Television producer Glen A. Larson, who died on Saturday at age 77, had an indelible effect on my childhood–and if you happen to be in your thirties or forties, Mr. Larson probably had an equally profound effect on your upbringing, even if the name doesn’t ring a bell. The name Glen Larson certainly resonates with me, and has since I was a kid, when I noticed that nearly all my favorite TV shows were created and/or executive produced by the same man.

Larson, who began his career as a TV scripter, experienced his greatest success in the 1970s and 80s. That latter period was the time of my life when I watched the most TV (television back then was disapproved of by grown-ups in much the same way as cell phone usage is today, which of course made it irresistible to us kids), and no wonder: it seems I was the target audience for most of Larson’s programs, and also those of his fellow writer-turned-mega producer contemporaries Donald P. Bellisario (who co-executive produced MAGNUM, P.I. with Larson), Stephen J. Cannell (of THE GREATEST AMERICAN HERO, THE A-TEAM and RIPTIDE) and Frank Lupo (of HUNTER and WEREWOLF). All turned out enjoyable primetime fare during my formative years, but it was Larson’s programs that have resonated the most.

I can’t speak for ‘70s-era Larson shows like GET CHRISTIE LOVE! or QUINCY M.E., nor ‘90s programmers like ONE WEST WAIKIKI or NIGHTMAN, but I can attest that my childhood self got enormous enjoyment and inspiration from BATTLESTAR GALACTICA, BUCK RODGERS IN THE 25th CENTURY and KNIGHT RIDER–as, evidently, did legions of others. The pilots of BATTLESTAR GALACTICA and BUCK RODGERS were both released as theatrical features, which is something you can’t say of too many other TV episodes then or now.

Looking back on his 40-plus year career in 2009, Larson was quite modest about his aims: “Ours were not the shows that were doing anything more than reaching a core audience. I would like to think that they brought at lot of entertainment into the living room.” That they certainly did, and with enormous ambition and audacity (although there were exceptions, such as the simple-minded action-comedy vehicle THE FALL GUY and the Jennifer O‘Neill-as-vengeful photographer cliche-fest COVER UP).

Who can forget AUTOMAN, about a crime fighting hologram who had a fairy-like blip called Cursor as a traveling companion…or MANIMAL, whose college professor hero had the power to transform into various animals…or MASQUERADE, in which civilians were recruited by the U.S. government to become spies in various scenic locales…or THE HIGHWAYMAN, involving an armored semi truck that could become invisible and turn into a helicopter? Granted, none of those four shows lasted very long, and in most cases, I will admit, there was a reason for that. Say what you will about Larson’s programs, but the man deserves credit for thinking big and never shying away from the outlandish.

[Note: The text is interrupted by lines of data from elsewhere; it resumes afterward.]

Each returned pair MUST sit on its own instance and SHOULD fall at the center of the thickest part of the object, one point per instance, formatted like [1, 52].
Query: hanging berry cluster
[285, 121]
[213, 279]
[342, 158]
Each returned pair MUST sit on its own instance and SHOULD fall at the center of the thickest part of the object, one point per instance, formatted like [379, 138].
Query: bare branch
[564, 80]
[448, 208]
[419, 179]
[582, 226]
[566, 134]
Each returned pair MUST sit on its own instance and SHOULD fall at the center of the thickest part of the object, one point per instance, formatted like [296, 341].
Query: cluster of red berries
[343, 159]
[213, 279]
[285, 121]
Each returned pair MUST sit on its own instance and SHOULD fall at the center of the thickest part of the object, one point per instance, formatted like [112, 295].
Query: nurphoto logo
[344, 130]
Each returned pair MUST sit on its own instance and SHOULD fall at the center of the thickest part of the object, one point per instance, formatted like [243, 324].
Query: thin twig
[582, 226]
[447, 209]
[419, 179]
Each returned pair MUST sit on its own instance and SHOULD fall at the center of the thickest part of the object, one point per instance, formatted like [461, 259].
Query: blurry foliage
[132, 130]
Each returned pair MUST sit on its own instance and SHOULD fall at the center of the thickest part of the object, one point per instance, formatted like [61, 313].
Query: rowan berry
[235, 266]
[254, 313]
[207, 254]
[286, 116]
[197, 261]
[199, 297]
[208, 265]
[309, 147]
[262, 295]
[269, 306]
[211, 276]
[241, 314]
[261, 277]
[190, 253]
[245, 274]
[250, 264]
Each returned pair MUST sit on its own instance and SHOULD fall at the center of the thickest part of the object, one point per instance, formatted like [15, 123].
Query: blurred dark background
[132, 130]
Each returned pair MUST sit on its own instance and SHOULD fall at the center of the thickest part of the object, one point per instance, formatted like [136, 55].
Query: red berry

Glen Larson’s shows were generally marked by extremely convoluted concepts that had to be explained by off-screen narrators at the start of every show. For me, one of the highlights of BUCK RODGERS IN THE 25th CENTURY was the opening, with its narration about the “freak mishap” that somehow thrust its astronaut protagonist forward in time “five…hundred…years…later.” Another highlight was the opening narration of KNIGHT RIDER that promised “A shadowy flight into the dangerous world of a man who does not exist,” and contained what may be the premiere utterance of the immortal movie trailer line “In a world…”

Originality was admittedly not among Larson’s attributes. Check out the “Trade Mark” section of his imdb profile, which claims that Larson “Often copies ideas from feature films and makes small screen versions of them.” Clearly there’d be no BATTLESTAR GALACTICA without STAR WARS, just as THE FALL GUY owes more than a little something to the Burt Reynolds movie HOOPER. Yet Larson’s devil-may-care ingenuity was evident even in his borrowings: the idea of a hologram man from TRON fighting crime in our reality (AUTOMAN) was a fun one. So was that of putting 2001’s HAL 9000 voice into a computerized Trans-Am (NIGHT RIDER) and combining James Bond-ish flash with a LOVE BOAT-like parade of guest stars (MASQUERADE).

The passing of Glen Larson marks the true end of an era. I’m not saying it was an especially great era, but it was a memorable one that had an indelible effect on those of us who lived through it. These days I no longer watch much network TV, and with the loss of Mr. Larson I strongly doubt I’ll be resuming that practice any time soon.